CIOInsights - Insights From Technology Leaders

A better approach, Cognitive Architectures are the Future of AI

By Arthur Wielgosz, Technology Expert

Lots of people talking, few of them know, that the soul of an inference engine is probabilistic and doesn't care about the truth. In this paper, we are discussing the nuanced realms of Artificial Intelligence (AI), Machine Learning (ML), and Large Language Models (LLMs). We'll delve into how these technologies, particularly LLMs, are reshaping our understanding and interaction with digital systems, focusing on their probabilistic nature and the innovative solutions addressing their inherent challenges. Let us start with the simple definition to put this into context:

AI (Artificial Intelligence) - The broad science of making intelligent machines or systems that can simulate human intelligence processes.
ML (Machine Learning) - A subset of AI focused on algorithms and statistical models that enable computers to perform specific tasks without using explicit instructions, relying on patterns and inference instead.
LLMs (Large Language Models) - Advanced ML models trained on vast amounts of text data to understand and generate human-like text, a pinnacle of current AI research in natural language processing.

Inference Engines and LLMs

Large Language Models (LLMs) like ChatGPT function as inference engines, using Machine Learning to analyse and generate text based on vast amounts of data. These models predict the most probable next word or phrase in a sequence, effectively 'inferring' human-like responses. This capability stems from their training on extensive collections of text, allowing them to apply accumulated knowledge to new queries.

Inference engines, despite their impressive capabilities, have inherent limitations due to their probabilistic nature. They generate responses based on statistical likelihoods, leading to "best guesses" rather than definitive answers. This approach can cause "hallucinations," where the engine produces incorrect or nonsensical information, especially when faced with queries outside its training data. This challenge underscores the need for advanced mechanisms to improve the reliability and accuracy of these AI systems.

Addressing the Challenges

The Mixtral (Mixture of Experts Model) approach, represents a significant evolution in tackling the challenges posed by inference engines. Unlike traditional models that rely on a single neural network to process all types of information, Mixtral utilises a diverse set of specialised sub-models, each an "expert" in a particular domain.
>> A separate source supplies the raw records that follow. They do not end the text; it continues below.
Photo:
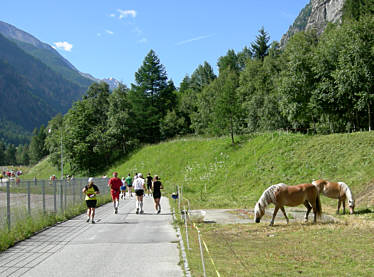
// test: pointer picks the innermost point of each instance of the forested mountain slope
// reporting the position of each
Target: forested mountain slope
(31, 93)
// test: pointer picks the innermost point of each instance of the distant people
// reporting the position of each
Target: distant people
(123, 188)
(139, 192)
(149, 184)
(156, 187)
(91, 190)
(128, 181)
(115, 184)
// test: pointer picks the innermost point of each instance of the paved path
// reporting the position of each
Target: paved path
(123, 244)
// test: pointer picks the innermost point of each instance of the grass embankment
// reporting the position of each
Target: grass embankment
(22, 229)
(42, 170)
(216, 174)
(234, 176)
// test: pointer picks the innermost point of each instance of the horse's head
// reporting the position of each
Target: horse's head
(259, 212)
(351, 205)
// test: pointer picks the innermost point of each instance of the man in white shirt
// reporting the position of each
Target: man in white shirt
(139, 192)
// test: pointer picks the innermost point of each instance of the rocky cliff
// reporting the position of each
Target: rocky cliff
(323, 12)
(316, 15)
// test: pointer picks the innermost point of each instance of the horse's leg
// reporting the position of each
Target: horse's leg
(337, 212)
(274, 215)
(284, 213)
(308, 207)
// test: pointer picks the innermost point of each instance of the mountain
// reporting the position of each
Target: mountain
(315, 16)
(112, 82)
(36, 83)
(45, 53)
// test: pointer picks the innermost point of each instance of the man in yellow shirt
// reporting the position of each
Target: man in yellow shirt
(91, 190)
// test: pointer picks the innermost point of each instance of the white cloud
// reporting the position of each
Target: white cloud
(126, 13)
(63, 45)
(193, 39)
(143, 40)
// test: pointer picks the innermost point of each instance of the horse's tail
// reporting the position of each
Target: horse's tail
(318, 206)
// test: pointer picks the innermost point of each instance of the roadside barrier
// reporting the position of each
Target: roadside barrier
(35, 198)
This architecture mirrors the way human expertise is distributed across different fields, allowing for a more nuanced and precise approach to problem-solving.

In a Mixtral system, a "router" network plays a crucial role, dynamically selecting the most relevant experts based on the specific context of the input data. This means that for any given query, only the most applicable sub-models are activated, making the process both efficient and effective. The selected experts process the data independently, and their outputs are then aggregated to form a comprehensive response.

This methodology addresses several limitations of traditional inference engines. By leveraging multiple experts, the Mixtral model reduces the likelihood of hallucinations, as each expert's specialised knowledge contributes to a more accurate and reliable output. Moreover, this approach allows the system to handle a wider range of queries with higher confidence, as there is likely an expert well-suited to any given task.